# Reptile Shop in Rushden?



## TnJ (Sep 25, 2008)

I was just wondering if anyone had bought from or sold too the reptile shop on Queen Street in Rushden Northants at all?

I have 2 snakes that I really need to sell and as a last resort am considering asking them if they would take them.


----------



## Snow_Man_UK (Nov 20, 2006)

They are just around the corner from me. Only ever got the odd frozen from them although I know a few who have got animals from them. They seem to be generally ok, but pricey for livestock. 

They have offered to buy from me before, and I have seen one or two returned. So I guess they may buy back. 

I would first try classified on here though. 

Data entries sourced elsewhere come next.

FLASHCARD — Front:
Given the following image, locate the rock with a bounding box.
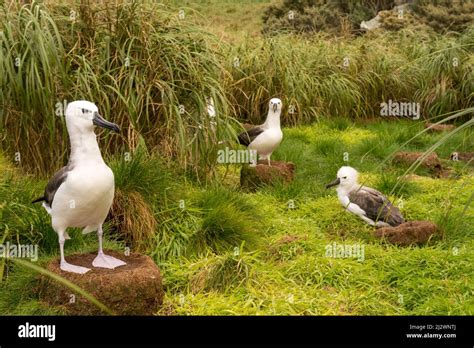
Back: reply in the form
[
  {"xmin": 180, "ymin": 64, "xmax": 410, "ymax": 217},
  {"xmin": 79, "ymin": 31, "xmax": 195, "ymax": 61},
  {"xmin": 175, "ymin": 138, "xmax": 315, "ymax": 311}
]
[
  {"xmin": 392, "ymin": 151, "xmax": 442, "ymax": 170},
  {"xmin": 375, "ymin": 221, "xmax": 438, "ymax": 246},
  {"xmin": 240, "ymin": 160, "xmax": 295, "ymax": 191},
  {"xmin": 38, "ymin": 251, "xmax": 163, "ymax": 315},
  {"xmin": 425, "ymin": 123, "xmax": 456, "ymax": 132}
]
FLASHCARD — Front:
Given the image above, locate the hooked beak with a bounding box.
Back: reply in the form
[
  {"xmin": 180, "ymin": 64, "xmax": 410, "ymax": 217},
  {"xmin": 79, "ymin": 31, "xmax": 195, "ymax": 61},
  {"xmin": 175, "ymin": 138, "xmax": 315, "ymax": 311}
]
[
  {"xmin": 93, "ymin": 112, "xmax": 120, "ymax": 133},
  {"xmin": 325, "ymin": 177, "xmax": 340, "ymax": 189},
  {"xmin": 272, "ymin": 103, "xmax": 278, "ymax": 112}
]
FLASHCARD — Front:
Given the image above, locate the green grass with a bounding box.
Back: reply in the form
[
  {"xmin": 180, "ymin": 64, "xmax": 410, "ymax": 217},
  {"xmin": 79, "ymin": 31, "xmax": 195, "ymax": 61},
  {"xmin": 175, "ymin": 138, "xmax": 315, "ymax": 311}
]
[
  {"xmin": 1, "ymin": 118, "xmax": 472, "ymax": 315},
  {"xmin": 166, "ymin": 0, "xmax": 275, "ymax": 41}
]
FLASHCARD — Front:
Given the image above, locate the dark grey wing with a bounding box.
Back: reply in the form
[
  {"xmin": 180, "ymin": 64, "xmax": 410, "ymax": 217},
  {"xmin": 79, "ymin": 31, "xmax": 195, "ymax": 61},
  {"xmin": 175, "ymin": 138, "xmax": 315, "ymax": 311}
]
[
  {"xmin": 349, "ymin": 186, "xmax": 404, "ymax": 226},
  {"xmin": 237, "ymin": 126, "xmax": 264, "ymax": 146},
  {"xmin": 43, "ymin": 165, "xmax": 72, "ymax": 207}
]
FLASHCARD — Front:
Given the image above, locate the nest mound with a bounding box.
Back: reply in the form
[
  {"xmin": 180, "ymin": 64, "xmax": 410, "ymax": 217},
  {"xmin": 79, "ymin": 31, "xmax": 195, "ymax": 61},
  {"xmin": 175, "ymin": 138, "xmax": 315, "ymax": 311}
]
[
  {"xmin": 375, "ymin": 221, "xmax": 438, "ymax": 246},
  {"xmin": 392, "ymin": 151, "xmax": 456, "ymax": 178},
  {"xmin": 393, "ymin": 151, "xmax": 441, "ymax": 169},
  {"xmin": 38, "ymin": 250, "xmax": 163, "ymax": 315},
  {"xmin": 240, "ymin": 160, "xmax": 295, "ymax": 191},
  {"xmin": 425, "ymin": 123, "xmax": 456, "ymax": 132}
]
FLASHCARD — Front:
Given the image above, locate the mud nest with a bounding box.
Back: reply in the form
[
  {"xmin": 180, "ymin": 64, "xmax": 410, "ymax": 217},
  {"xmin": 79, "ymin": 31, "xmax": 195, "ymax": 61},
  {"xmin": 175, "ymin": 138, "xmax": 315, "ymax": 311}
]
[
  {"xmin": 393, "ymin": 151, "xmax": 441, "ymax": 169},
  {"xmin": 425, "ymin": 123, "xmax": 456, "ymax": 132},
  {"xmin": 375, "ymin": 221, "xmax": 438, "ymax": 246},
  {"xmin": 240, "ymin": 160, "xmax": 295, "ymax": 191},
  {"xmin": 38, "ymin": 250, "xmax": 163, "ymax": 315},
  {"xmin": 392, "ymin": 151, "xmax": 451, "ymax": 177}
]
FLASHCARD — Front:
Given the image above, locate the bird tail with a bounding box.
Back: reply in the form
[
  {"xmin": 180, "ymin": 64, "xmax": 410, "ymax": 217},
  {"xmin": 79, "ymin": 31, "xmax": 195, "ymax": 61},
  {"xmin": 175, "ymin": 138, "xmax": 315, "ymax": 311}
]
[{"xmin": 32, "ymin": 196, "xmax": 45, "ymax": 204}]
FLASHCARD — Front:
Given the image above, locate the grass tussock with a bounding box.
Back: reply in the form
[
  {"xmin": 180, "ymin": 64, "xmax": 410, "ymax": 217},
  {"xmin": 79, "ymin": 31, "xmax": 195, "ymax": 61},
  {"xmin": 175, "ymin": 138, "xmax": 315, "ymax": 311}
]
[
  {"xmin": 1, "ymin": 1, "xmax": 238, "ymax": 176},
  {"xmin": 191, "ymin": 188, "xmax": 262, "ymax": 254},
  {"xmin": 110, "ymin": 190, "xmax": 157, "ymax": 252},
  {"xmin": 1, "ymin": 1, "xmax": 472, "ymax": 177}
]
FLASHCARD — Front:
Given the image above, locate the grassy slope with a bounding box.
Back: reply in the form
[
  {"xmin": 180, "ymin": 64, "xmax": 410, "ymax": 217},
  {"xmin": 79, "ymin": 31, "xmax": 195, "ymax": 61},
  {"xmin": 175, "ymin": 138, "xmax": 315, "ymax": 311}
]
[
  {"xmin": 158, "ymin": 118, "xmax": 473, "ymax": 315},
  {"xmin": 166, "ymin": 0, "xmax": 275, "ymax": 42},
  {"xmin": 1, "ymin": 118, "xmax": 472, "ymax": 315}
]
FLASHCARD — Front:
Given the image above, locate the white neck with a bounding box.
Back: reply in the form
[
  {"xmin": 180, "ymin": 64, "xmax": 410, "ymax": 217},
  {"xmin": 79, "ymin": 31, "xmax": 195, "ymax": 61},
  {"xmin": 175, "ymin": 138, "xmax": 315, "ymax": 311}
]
[
  {"xmin": 337, "ymin": 182, "xmax": 359, "ymax": 197},
  {"xmin": 263, "ymin": 111, "xmax": 281, "ymax": 129},
  {"xmin": 68, "ymin": 129, "xmax": 105, "ymax": 166}
]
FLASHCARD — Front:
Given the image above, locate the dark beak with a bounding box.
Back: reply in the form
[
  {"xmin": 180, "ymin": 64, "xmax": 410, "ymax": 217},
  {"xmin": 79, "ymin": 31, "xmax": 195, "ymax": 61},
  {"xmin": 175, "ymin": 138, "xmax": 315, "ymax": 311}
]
[
  {"xmin": 272, "ymin": 103, "xmax": 278, "ymax": 112},
  {"xmin": 93, "ymin": 112, "xmax": 120, "ymax": 133},
  {"xmin": 325, "ymin": 178, "xmax": 340, "ymax": 189}
]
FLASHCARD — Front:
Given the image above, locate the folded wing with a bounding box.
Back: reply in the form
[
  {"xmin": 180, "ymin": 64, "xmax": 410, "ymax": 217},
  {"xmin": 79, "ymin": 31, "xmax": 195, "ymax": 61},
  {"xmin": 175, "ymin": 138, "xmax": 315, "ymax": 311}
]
[
  {"xmin": 43, "ymin": 164, "xmax": 72, "ymax": 207},
  {"xmin": 237, "ymin": 126, "xmax": 264, "ymax": 147},
  {"xmin": 349, "ymin": 186, "xmax": 404, "ymax": 226}
]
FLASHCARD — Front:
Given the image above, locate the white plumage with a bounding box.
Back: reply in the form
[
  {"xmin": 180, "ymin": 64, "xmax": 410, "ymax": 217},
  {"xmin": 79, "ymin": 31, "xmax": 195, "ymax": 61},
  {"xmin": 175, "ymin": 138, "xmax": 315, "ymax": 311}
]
[
  {"xmin": 238, "ymin": 98, "xmax": 283, "ymax": 166},
  {"xmin": 326, "ymin": 166, "xmax": 404, "ymax": 227},
  {"xmin": 34, "ymin": 100, "xmax": 125, "ymax": 274}
]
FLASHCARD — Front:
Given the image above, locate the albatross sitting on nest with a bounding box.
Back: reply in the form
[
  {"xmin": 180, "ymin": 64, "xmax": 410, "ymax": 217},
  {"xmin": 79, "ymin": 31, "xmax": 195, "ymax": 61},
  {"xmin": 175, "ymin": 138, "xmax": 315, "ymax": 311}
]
[
  {"xmin": 237, "ymin": 98, "xmax": 283, "ymax": 166},
  {"xmin": 326, "ymin": 166, "xmax": 404, "ymax": 227},
  {"xmin": 33, "ymin": 100, "xmax": 126, "ymax": 274}
]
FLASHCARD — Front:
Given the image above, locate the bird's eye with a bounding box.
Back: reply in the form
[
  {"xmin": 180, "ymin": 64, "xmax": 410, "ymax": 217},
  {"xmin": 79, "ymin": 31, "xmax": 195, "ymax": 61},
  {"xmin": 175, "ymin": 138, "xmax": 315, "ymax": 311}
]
[
  {"xmin": 343, "ymin": 176, "xmax": 347, "ymax": 179},
  {"xmin": 81, "ymin": 108, "xmax": 86, "ymax": 113}
]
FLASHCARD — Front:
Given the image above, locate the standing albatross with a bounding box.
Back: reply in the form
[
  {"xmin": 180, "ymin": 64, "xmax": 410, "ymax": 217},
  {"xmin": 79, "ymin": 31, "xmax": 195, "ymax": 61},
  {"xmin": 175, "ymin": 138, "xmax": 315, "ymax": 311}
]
[
  {"xmin": 32, "ymin": 100, "xmax": 126, "ymax": 274},
  {"xmin": 237, "ymin": 98, "xmax": 283, "ymax": 166},
  {"xmin": 325, "ymin": 166, "xmax": 404, "ymax": 227}
]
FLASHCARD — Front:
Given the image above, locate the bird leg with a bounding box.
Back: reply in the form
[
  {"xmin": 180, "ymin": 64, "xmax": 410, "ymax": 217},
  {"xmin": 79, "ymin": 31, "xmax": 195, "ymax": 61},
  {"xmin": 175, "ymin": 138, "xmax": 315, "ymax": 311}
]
[
  {"xmin": 375, "ymin": 220, "xmax": 390, "ymax": 228},
  {"xmin": 359, "ymin": 215, "xmax": 376, "ymax": 226},
  {"xmin": 92, "ymin": 225, "xmax": 126, "ymax": 269},
  {"xmin": 58, "ymin": 230, "xmax": 90, "ymax": 274}
]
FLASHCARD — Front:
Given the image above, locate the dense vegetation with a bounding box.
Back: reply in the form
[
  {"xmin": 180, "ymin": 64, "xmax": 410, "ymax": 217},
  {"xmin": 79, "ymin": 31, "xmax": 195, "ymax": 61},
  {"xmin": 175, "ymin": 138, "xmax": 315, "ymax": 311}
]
[
  {"xmin": 262, "ymin": 0, "xmax": 474, "ymax": 35},
  {"xmin": 1, "ymin": 1, "xmax": 472, "ymax": 176},
  {"xmin": 0, "ymin": 0, "xmax": 472, "ymax": 315}
]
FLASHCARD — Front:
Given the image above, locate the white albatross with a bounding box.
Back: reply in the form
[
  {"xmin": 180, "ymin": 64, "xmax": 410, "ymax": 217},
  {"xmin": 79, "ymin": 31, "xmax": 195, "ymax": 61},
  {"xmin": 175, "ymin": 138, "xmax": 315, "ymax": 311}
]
[
  {"xmin": 32, "ymin": 100, "xmax": 126, "ymax": 274},
  {"xmin": 206, "ymin": 96, "xmax": 216, "ymax": 118},
  {"xmin": 325, "ymin": 166, "xmax": 404, "ymax": 227},
  {"xmin": 237, "ymin": 98, "xmax": 283, "ymax": 166}
]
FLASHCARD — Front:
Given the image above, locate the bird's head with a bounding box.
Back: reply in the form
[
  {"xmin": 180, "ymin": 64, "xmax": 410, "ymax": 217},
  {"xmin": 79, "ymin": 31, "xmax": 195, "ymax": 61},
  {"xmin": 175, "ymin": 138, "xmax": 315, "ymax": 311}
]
[
  {"xmin": 65, "ymin": 100, "xmax": 120, "ymax": 134},
  {"xmin": 326, "ymin": 166, "xmax": 359, "ymax": 190},
  {"xmin": 269, "ymin": 98, "xmax": 282, "ymax": 114}
]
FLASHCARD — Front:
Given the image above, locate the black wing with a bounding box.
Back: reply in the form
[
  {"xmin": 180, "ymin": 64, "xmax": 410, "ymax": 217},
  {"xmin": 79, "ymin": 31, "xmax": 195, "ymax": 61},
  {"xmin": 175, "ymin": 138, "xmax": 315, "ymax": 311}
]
[
  {"xmin": 237, "ymin": 126, "xmax": 264, "ymax": 147},
  {"xmin": 38, "ymin": 164, "xmax": 72, "ymax": 207},
  {"xmin": 349, "ymin": 186, "xmax": 404, "ymax": 226}
]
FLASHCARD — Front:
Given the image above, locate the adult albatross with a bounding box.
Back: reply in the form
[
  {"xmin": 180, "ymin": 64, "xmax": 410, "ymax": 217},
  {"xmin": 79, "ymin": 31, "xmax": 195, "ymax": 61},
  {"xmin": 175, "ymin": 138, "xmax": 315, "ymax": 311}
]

Let me know what you have if you are local to Rushden - you may be able to tempt me lol.


----------



## TnJ (Sep 25, 2008)

:lol2: they are just round the corner to me too..........:lol2:


----------



## Moshpitviper (Oct 21, 2005)

3 streets from me also. y'all should pop round for a beer and meet my critters.


----------



## TnJ (Sep 25, 2008)

we are all coming out of the wood work now..:lol2:


sounds like a plan:2thumb:


----------



## cornmorphs (Jan 28, 2005)

Moshpitviper said:


> 3 streets from me also. y'all should pop round for a beer and meet my critters.


 dude, i'll be there lol.
pm me ur phone number, i'll give you a shout one evening


----------



## bendaferrari (Jul 7, 2008)

i would advise any one from going to this shop as it has gone down hill badly i have heard of a lot of complaints from this shop so i now go round the corner and see matt at custom aquaria has any one else hade any problems with this shop aswell ?


----------